| dc.description.abstract | Phase transitions (i.e. transitions from one state to another) play a crucial role in most natural processes, as well as industrial operations such as evaporation. Molecular simulation has emerged as an important tool for examining phase transitions, providing a means to directly probe the transitions, in particular by means of calculating the free energy landscape. However, calculation of the free energy remains a challenge for traditional molecular dynamics (MD) or Monte Carlo (MC) approaches. This thesis focuses on the application and development of advanced sampling methods based on direct calculation of the density of states (DOS), from which thermodynamic properties such as free energy, heat capacity, and thus phase transition behavior, can be determined.
First, we examine the phase transition behavior of self-assembling lipids, using the Wang-Landau (WL) MC method. We find that the WL method can provide a complete view of phase behavior of self-assembly lipids as a function of temperature, while the traditional Metropolis MC tends to miss intermediate phase transitions, providing considerable insight into self-assembly process.

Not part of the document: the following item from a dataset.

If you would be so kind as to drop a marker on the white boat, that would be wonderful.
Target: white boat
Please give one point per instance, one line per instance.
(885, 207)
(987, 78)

Next, we implement the statistical temperature MD (STMD) method, an extended version of WL sampling combined with MD movement, for massively multicore GPU architectures to enable rapid calculation of the DOS. We demonstrate near identical results to WL, fully resolving the lipid phase behavior, but at a fraction of the computational cost. With the STMD method, phase transitions of nano-confined fluids are further determined as a function of pore height and wall-fluid interactions, providing a more clear understanding of the transition from a fluid state to a non-lubricating solid phase.
Finally, we present development of a novel algorithm for 2-dimensional DOS calculation, by creating a hybrid of the WL and STMD methods, verified by examination of binary Lennard-Jones fluids. This novel approach enables STMD to be used with other thermodynamic ensembles beyond the canonical ensemble via WL moves, while still retaining the efficiency of STMD and ability to examine large system sizes. | |